Artigos de Braulio Tavares em sua coluna diária no "Jornal da Paraíba" (Campina Grande-PB), desde o 0001 (23 de março de 2003) até o 4098 (10 de abril de 2016). Do 4099 em diante, os textos estão sendo publicados apenas neste blog, devido ao fim da publicação do jornal impresso.
quarta-feira, 10 de fevereiro de 2010
1636) Um boi filosofando (10.6.2008)
(The Minotaur, de George Frederick Watts)
“Os seres humanos são angustiados por serem bípedes. Vivem sempre com medo de cair, por isso constroem tantas edificações, para servir-lhes de apoio. Falta-lhes a base sólida das quatro patas. Locomovem-se mal, sempre à feição de quedas para a frente. Uma perna os projeta para diante, como numa queda auto-produzida, e a outra perna tem que se adiantar para salvá-los deste pequeno suicídio; mas olhem, agora é esta própria perna salvadora que os arremessa de novo para diante e cabe à outra avançar para salvá-los. Como pode prosperar em paz uma espécie assim masoquista, sempre presa à vertigem da queda?
“Como não sabem caminhar, são forçados a inventar meios de transporte pesadíssimos, custosos, que demandam a brutal extração de milhões de toneladas de minérios. Destroem tudo em volta para poderem dispor desses veículos ruidosos, porque para eles caminhar é um suplício, e precisam ser conduzidos sentados de um local para outro. Como a vertigem da queda e da auto-destruição está gravada em seus cromossomos, fazem com que suas engenhocas mecânicas se projetem pelo ar ou rolem pelo solo a velocidades absurdas, que freqüentemente os levam a colisões, esfrangalhamento físico, mortandades coletivas. Tudo isto porque não aprenderam a caminhar de quatro.
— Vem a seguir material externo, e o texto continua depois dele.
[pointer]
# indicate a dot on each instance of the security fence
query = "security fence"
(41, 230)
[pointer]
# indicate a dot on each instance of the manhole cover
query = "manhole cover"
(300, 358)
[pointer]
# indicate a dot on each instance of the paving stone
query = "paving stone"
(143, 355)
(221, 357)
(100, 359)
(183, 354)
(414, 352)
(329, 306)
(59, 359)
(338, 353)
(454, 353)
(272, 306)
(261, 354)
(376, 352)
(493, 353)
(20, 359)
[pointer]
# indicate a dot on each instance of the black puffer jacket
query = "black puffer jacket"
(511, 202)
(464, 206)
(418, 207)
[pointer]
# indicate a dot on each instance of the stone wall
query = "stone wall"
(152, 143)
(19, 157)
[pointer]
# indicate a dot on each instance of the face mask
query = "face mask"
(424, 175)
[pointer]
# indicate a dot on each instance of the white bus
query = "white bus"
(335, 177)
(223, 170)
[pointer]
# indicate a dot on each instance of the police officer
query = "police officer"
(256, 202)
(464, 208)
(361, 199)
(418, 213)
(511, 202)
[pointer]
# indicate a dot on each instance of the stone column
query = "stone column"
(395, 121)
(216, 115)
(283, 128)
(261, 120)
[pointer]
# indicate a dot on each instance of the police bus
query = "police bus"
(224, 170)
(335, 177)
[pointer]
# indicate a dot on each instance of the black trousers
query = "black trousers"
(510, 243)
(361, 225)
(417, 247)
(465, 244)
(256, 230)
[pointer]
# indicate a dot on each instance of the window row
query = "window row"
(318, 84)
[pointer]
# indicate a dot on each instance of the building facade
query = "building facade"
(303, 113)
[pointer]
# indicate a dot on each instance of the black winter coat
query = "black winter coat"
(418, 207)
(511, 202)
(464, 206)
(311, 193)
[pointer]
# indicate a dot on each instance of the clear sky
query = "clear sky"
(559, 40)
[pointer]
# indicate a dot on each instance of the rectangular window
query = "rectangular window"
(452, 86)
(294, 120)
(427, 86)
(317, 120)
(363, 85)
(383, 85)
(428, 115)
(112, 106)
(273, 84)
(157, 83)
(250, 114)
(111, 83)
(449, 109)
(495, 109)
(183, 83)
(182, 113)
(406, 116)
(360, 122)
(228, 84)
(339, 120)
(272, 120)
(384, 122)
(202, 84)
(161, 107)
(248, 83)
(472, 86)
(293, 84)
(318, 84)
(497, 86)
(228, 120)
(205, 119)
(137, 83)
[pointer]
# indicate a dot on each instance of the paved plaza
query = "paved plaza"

“Não sabem se alimentar. Não sabem pastar em paz como o fazemos, nem são aparelhados para a caça como a onça e outros predadores nossos. São poucas as criaturas que eles conseguem abater com as mãos nuas. Criam, para a caça, instrumentos cada vez mais complicados e custosos, indo na contra-mão da Ciência que deveria possibilitar-lhes a evolução rumo ao mais simples e mais eficaz. Com os instrumentos acaba ocorrendo o mesmo que com os transportes. Seus criadores acabam sentindo-se na obrigação de utilizá-los o tempo inteiro, e utilizá-los no máximo de sua eficiência, o que significa que acabam utilizando-os contra si próprios, para que os instrumentos não fiquem ociosos.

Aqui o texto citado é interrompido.